Aphis œnotherae.

The spermatogenesis of Aphis has been fully described in another paper and will merely be briefly summarized here for the purpose of comparison with other forms.

The spermatogonia contain a large nucleolus, which gradually disappears in the prophases of mitosis (plate VII, figs. 209-211). The youngest spermatocytes closely resemble the spermatogonia (fig. 212). There is no bouquet stage and no such marked spireme stage as in many other insects. The true synapsis occurs, as shown in figure 213, by pairing of like chromosomes side by side. This conjugation of like chromosomes is followed by a stage in which they are massed together at one side of the nucleus (fig. 214). In these latter stages the nucleolus has entirely faded out and nothing suggesting an accessory chromosome is present. Figures 215 and 216 are equatorial plates of the first spermatocyte mitosis. There are 5 chromosomes of different sizes and shapes, and figure 216 shows each one double. The first division of the chromosomes, though apparently longitudinal, is evidently a separation of the elements paired in a preceding stage, and is therefore a reducing division.

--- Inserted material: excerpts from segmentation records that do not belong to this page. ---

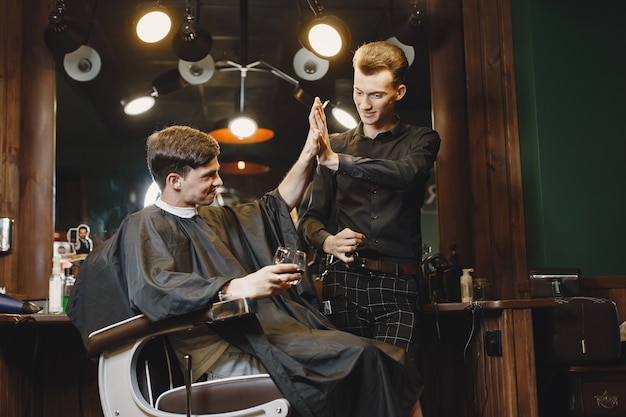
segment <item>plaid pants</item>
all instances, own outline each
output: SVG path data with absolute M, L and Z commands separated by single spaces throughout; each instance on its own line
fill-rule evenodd
M 390 275 L 337 264 L 324 278 L 322 298 L 337 328 L 401 347 L 417 358 L 417 277 Z

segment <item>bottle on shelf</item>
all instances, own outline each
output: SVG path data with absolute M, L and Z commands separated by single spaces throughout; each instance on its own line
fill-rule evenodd
M 64 279 L 61 272 L 61 258 L 52 258 L 52 274 L 48 285 L 48 313 L 63 313 L 63 286 Z
M 63 285 L 63 313 L 67 311 L 67 301 L 70 299 L 70 295 L 74 289 L 74 282 L 76 282 L 76 279 L 74 278 L 74 274 L 72 274 L 72 267 L 70 266 L 69 268 L 65 268 L 65 282 Z
M 463 303 L 471 303 L 474 301 L 472 272 L 474 272 L 474 268 L 463 268 L 463 275 L 461 275 L 461 302 Z

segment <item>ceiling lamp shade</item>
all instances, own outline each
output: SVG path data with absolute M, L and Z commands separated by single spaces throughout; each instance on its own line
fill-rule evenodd
M 172 28 L 172 19 L 167 9 L 157 1 L 137 21 L 137 37 L 146 43 L 156 43 L 164 39 Z
M 209 134 L 219 143 L 231 145 L 261 143 L 266 142 L 274 137 L 273 130 L 263 127 L 257 128 L 252 135 L 245 138 L 234 135 L 228 127 L 219 127 L 210 131 Z
M 409 63 L 409 67 L 413 65 L 413 61 L 415 61 L 415 48 L 414 47 L 400 42 L 398 38 L 396 38 L 395 36 L 392 36 L 391 38 L 387 39 L 387 42 L 392 43 L 396 45 L 398 48 L 402 49 L 402 52 L 404 52 L 404 56 L 406 56 L 406 60 Z
M 215 61 L 210 54 L 196 62 L 179 59 L 178 72 L 189 84 L 204 84 L 209 81 L 215 73 Z
M 257 175 L 269 172 L 270 167 L 256 162 L 223 162 L 220 164 L 220 173 L 235 175 Z
M 95 49 L 82 45 L 63 58 L 63 68 L 76 81 L 91 81 L 100 73 L 102 61 Z
M 322 59 L 306 48 L 300 48 L 293 57 L 293 69 L 296 75 L 307 81 L 316 81 L 328 72 L 330 62 Z
M 191 7 L 185 8 L 185 20 L 172 38 L 176 56 L 184 61 L 197 62 L 204 59 L 213 46 L 213 37 L 204 28 L 195 24 Z
M 44 30 L 44 41 L 48 48 L 58 54 L 69 54 L 77 50 L 87 39 L 80 22 L 65 16 L 65 2 L 57 0 L 55 10 L 48 15 L 48 26 Z
M 122 100 L 124 113 L 129 116 L 136 116 L 147 112 L 154 107 L 157 95 L 158 93 L 153 89 L 151 92 L 135 94 L 125 100 Z
M 395 37 L 405 45 L 415 46 L 427 38 L 428 24 L 426 16 L 420 11 L 417 1 L 411 1 L 411 12 L 394 25 Z M 407 56 L 408 59 L 408 56 Z
M 350 31 L 337 16 L 325 15 L 317 0 L 308 0 L 315 18 L 302 26 L 299 40 L 302 46 L 322 59 L 340 55 L 350 45 Z

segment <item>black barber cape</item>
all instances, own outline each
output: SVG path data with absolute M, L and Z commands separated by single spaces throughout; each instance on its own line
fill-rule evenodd
M 67 314 L 86 343 L 139 313 L 156 321 L 206 309 L 226 282 L 269 265 L 279 244 L 297 239 L 277 190 L 235 207 L 198 208 L 191 219 L 150 206 L 87 257 Z M 261 360 L 297 416 L 405 415 L 404 352 L 333 330 L 295 288 L 259 300 L 255 316 L 210 328 Z

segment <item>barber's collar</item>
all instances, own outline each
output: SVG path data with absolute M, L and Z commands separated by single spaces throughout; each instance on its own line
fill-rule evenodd
M 387 130 L 385 132 L 380 132 L 378 135 L 376 135 L 375 138 L 369 138 L 369 136 L 366 136 L 365 133 L 363 132 L 363 121 L 359 121 L 359 124 L 357 125 L 357 127 L 355 128 L 354 133 L 361 137 L 361 138 L 369 138 L 369 139 L 393 139 L 396 136 L 398 136 L 398 134 L 402 131 L 402 123 L 400 123 L 400 116 L 398 116 L 397 114 L 394 114 L 394 117 L 396 119 L 396 124 L 390 129 Z
M 182 217 L 183 219 L 191 219 L 193 216 L 198 214 L 198 210 L 195 207 L 170 206 L 165 201 L 161 200 L 160 197 L 157 199 L 154 205 L 160 208 L 161 210 L 167 211 L 168 213 L 171 213 L 174 216 Z

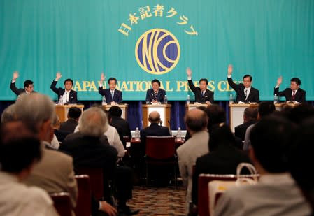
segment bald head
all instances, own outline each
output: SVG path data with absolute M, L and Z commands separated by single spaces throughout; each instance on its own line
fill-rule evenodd
M 160 122 L 160 114 L 157 111 L 152 111 L 148 116 L 150 123 L 159 123 Z
M 195 133 L 206 128 L 208 117 L 204 111 L 193 109 L 187 113 L 185 121 L 190 133 Z

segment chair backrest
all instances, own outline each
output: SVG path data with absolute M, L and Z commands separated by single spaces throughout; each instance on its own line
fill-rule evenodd
M 146 156 L 156 159 L 164 159 L 175 155 L 175 138 L 173 136 L 148 136 Z
M 241 175 L 241 176 L 252 178 L 252 175 Z M 197 192 L 197 209 L 199 216 L 208 216 L 209 213 L 209 196 L 208 183 L 213 180 L 235 181 L 236 175 L 213 175 L 200 174 L 198 181 Z
M 96 199 L 104 198 L 104 171 L 101 167 L 76 168 L 76 174 L 87 175 L 90 177 L 90 189 Z
M 50 194 L 57 212 L 60 216 L 71 216 L 72 207 L 71 206 L 70 194 L 66 192 L 53 193 Z
M 91 215 L 90 177 L 87 175 L 79 175 L 75 178 L 78 183 L 78 196 L 74 212 L 76 216 L 90 216 Z

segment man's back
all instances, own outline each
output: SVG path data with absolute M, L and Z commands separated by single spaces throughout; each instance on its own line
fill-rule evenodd
M 27 185 L 39 187 L 48 193 L 68 192 L 75 206 L 78 187 L 72 157 L 56 150 L 43 149 L 43 157 L 25 180 Z
M 215 215 L 301 216 L 311 215 L 311 208 L 290 174 L 273 174 L 261 177 L 257 185 L 227 190 Z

The anaphase of the same mitosis is shown in figures 217 and 218; it is peculiar in that one chromosome always divides more slowly than the others, the two elements hanging together at one end. In figure 219 are sister spermatocytes of the second order, the "lagging" chromosomes still connected. The second maturation division is seen in metaphase in figure 220 and in anaphase in figure 221. Figure 222 shows a young spermatid, the five chromosomes still preserving their characteristic form. Figure 223 is the equatorial plate of the first maturation division of the winter egg, showing the same form and size relations of the chromosomes as in the spermatocyte divisions. Figures 224 and 225 are equatorial plates of a polar spindle (fig. 224) and of a segmentation spindle (fig. 225) of the parthenogenetic egg, where 10 chromosomes are present, 2 of each of the sizes found in the sexual germ cells.

So far as an accessory chromosome or any other visible evidence of a sex determinant are concerned, the results are entirely negative. The conditions shown do, however, support Mendel's conception of the "purity of the germ-cells," and also afford evidence in favor of Boveri's theory of the individuality of the chromosomes.